Un univers aquatique paradoxal porté par une animation hybride
Ikan Bilou marque l’arrivée d’un court-métrage d’animation aussi original qu’ambitieux. Réalisé par le trio Ambre Pineau, Gwendolyne Thio et Rayanne Sebbar, ce film de 5 minutes 30 secondes déploie une comédie tous publics au postulat réjouissant : et si les poissons ne savaient pas nager ?
Le protagoniste, Bilou, est un poisson à pieds physicien qui évolue dans un quotidien apparemment normal, si ce n’est un détail troublant : le nombre élevé de noyades dans ce monde où les poissons ne savent pas nager. Loin de s’en satisfaire, ce scientifique atypique fait de ce phénomène son sujet de thèse, bien décidé à percer le mystère de l’incompétence aquatique de ses congénères. Une quête absurde qui soulève une question philosophique : veut-on vraiment connaître certaines vérités ?
Ce qui distingue Ikan Bilou dans le paysage de l’animation, c’est bel et bien son approche visuelle résolument hybride. Le film très coloré mélange animation 2D traditionnelle, 3D, vidéo et animation sur tissu batik, créant une texture visuelle unique qui reflète la diversité créative de l’équipe.

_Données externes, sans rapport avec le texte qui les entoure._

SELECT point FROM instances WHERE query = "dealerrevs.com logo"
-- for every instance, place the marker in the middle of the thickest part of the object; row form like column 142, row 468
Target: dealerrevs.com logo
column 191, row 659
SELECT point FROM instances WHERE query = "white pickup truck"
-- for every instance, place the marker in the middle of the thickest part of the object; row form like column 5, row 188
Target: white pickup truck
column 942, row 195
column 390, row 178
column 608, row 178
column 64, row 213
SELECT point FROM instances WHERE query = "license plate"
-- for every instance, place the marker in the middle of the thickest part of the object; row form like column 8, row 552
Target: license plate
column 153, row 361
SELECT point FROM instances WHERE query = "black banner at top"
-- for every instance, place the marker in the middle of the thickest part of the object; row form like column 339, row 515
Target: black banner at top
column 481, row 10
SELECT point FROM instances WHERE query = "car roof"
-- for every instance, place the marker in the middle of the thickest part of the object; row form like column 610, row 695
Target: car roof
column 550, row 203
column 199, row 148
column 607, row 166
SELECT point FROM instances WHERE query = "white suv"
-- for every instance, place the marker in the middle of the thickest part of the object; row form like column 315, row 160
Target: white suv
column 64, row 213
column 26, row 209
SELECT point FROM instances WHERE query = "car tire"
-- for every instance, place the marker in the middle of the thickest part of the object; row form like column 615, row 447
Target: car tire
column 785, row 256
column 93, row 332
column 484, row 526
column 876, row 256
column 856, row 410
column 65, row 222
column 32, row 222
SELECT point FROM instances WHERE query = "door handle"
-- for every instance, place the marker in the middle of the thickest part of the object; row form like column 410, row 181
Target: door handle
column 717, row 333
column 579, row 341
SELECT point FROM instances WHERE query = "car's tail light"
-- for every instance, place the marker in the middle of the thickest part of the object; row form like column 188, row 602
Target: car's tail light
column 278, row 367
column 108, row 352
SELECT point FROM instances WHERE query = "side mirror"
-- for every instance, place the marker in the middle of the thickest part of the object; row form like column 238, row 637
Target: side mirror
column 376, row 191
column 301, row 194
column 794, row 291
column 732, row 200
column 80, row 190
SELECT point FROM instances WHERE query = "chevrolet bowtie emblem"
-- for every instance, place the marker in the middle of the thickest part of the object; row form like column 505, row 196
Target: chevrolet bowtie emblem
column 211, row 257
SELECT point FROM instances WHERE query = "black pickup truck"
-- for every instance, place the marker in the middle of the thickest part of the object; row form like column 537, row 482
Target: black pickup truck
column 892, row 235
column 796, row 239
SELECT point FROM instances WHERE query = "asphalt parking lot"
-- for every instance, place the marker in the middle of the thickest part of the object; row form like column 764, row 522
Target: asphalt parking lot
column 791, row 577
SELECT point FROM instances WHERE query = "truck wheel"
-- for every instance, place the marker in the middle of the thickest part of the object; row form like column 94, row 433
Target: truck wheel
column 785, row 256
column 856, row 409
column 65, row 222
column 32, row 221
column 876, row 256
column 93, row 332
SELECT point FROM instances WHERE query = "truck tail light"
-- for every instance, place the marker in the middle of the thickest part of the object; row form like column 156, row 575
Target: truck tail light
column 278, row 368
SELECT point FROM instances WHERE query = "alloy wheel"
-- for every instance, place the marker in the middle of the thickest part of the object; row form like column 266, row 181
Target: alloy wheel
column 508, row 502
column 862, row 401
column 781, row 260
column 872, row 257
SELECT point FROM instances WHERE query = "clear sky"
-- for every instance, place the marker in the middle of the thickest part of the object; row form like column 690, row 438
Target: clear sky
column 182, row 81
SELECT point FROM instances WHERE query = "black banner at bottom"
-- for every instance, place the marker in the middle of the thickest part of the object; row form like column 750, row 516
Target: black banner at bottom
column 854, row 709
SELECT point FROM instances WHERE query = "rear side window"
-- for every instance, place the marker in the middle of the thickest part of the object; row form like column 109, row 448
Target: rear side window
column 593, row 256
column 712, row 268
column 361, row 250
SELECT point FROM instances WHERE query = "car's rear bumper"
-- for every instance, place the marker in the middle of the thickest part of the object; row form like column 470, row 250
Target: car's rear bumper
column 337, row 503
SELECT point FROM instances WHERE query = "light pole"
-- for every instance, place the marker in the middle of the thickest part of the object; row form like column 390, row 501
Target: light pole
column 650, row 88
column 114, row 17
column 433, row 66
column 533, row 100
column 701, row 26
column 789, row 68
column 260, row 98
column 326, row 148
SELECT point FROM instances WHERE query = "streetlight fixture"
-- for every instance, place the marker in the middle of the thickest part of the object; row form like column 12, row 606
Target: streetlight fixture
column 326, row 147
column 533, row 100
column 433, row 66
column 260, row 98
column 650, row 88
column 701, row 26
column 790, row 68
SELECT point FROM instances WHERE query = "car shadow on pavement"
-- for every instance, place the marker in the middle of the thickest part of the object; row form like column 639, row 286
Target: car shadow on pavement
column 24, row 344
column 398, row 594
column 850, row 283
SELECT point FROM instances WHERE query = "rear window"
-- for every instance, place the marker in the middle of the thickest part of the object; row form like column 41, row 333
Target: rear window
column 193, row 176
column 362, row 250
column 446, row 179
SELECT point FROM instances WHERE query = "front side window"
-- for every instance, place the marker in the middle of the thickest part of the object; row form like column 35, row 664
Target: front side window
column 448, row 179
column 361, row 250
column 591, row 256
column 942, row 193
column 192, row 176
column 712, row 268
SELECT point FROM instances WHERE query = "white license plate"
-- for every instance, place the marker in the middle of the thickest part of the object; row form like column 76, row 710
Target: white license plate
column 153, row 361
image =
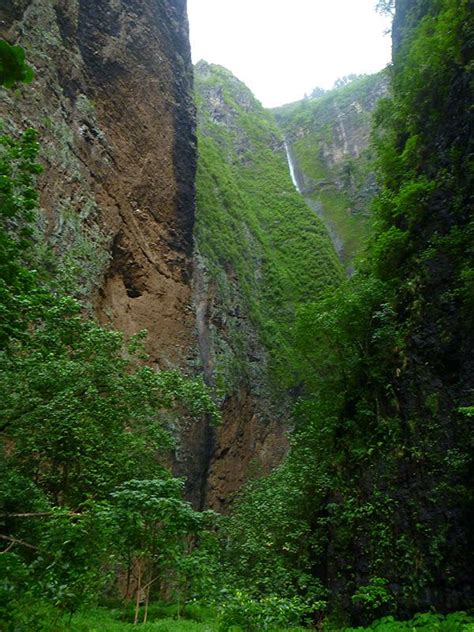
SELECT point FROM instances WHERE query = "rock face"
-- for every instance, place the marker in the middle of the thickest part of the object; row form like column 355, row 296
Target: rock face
column 261, row 255
column 328, row 144
column 112, row 101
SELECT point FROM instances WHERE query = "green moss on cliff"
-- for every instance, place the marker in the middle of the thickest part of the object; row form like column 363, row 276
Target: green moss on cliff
column 329, row 142
column 261, row 244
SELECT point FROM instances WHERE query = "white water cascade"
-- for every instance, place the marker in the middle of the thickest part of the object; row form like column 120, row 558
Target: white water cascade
column 291, row 167
column 316, row 207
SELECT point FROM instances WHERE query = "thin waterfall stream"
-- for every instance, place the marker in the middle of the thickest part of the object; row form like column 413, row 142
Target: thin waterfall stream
column 315, row 206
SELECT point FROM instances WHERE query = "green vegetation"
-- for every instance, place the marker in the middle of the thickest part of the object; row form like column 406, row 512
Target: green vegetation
column 84, row 498
column 370, row 516
column 371, row 512
column 260, row 243
column 328, row 137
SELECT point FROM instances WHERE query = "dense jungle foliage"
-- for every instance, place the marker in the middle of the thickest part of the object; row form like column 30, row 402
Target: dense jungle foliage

Une prouesse technique au service de l’expérimentation
L’ambition technique d‘Ikan Bilou se révèle dans la palette d’outils et de méthodes employés. Les réalisateurs ont mobilisé Toon Boom Harmony, After Effects, Premiere Pro, Photoshop et Blender pour donner vie à leur vision kaléidoscopique.
Chaque membre de l’équipe a exploré des techniques inédites. Gwendolyne Thio s’est aventurée dans l’animation sur tissu pour la scène onirique, s’inspirant des motifs traditionnels de Singapour pour créer des visuels rappelant l’art du batik. Cette recherche esthétique a nécessité de nombreux tests préalables, témoignant d’une démarche d’artisan autant que d’animateur. Ambre Pineau a poussé l’hybridation jusqu’à réaliser du vidéo live sur des maquettes en carton, avant de composer ces prises de vue avec de l’animation 2D dans un travail de compositing complexe. Cette approche artisanale confère au film une matérialité tactile rare dans l’animation contemporaine. Rayanne Sebbar a relevé le défi de la 3D en se formant intensivement à Blender et au grease pencil, tout en réalisant les décors à la gouache. Cette combinaison de techniques numériques et traditionnelles illustre la philosophie générale du projet : ne s’interdire aucune exploration.






L’esprit créatif : liberté, apprentissage et cohésion
La dimension la plus inspirante du film réside peut-être dans l’approche créative revendiquée par ses réalisateurs. « Ikan Bilou a servi de support pour nos expérimentations et apprentissages », expliquent-ils avec franchise. Cette transparence sur le processus créatif révèle un film laboratoire où la prise de risque prime sur la sécurité.
Cette philosophie s’est étendue à tous les collaborateurs du court-métrage. Les musiciens Nicolas Schwartz et Dimitri Guindet (Yoshinen Studio) ont reçu carte blanche pour expérimenter, donnant selon les réalisateurs ravis « une nouvelle dimension au film« . Le sound design de Christophe Ulens et Léo Peyreton a également bénéficié de cette liberté créative, permettant « une relecture du film » par le son.

« On a toujours tendance à se brider bien sûr mais on a tous fait de notre mieux pour nous relâcher au maximum« , confient les réalisateurs. Le véritable défi résidait dans l’unification de ces multiples techniques en un ensemble cohérent pour le spectateur.
Malgré quelques frustrations inhérentes à tout processus créatif ambitieux, l’équipe assume pleinement sa démarche : « on ne peut pas dire qu’on aura pas essayé et c’est le plus important ! » Cette humilité et cette audace font du film Ikan Bilou bien plus qu’un simple court-métrage d’animation : un manifeste pour une création libre, expérimentale et résolument moderne dans le paysage de l’animation 2D française.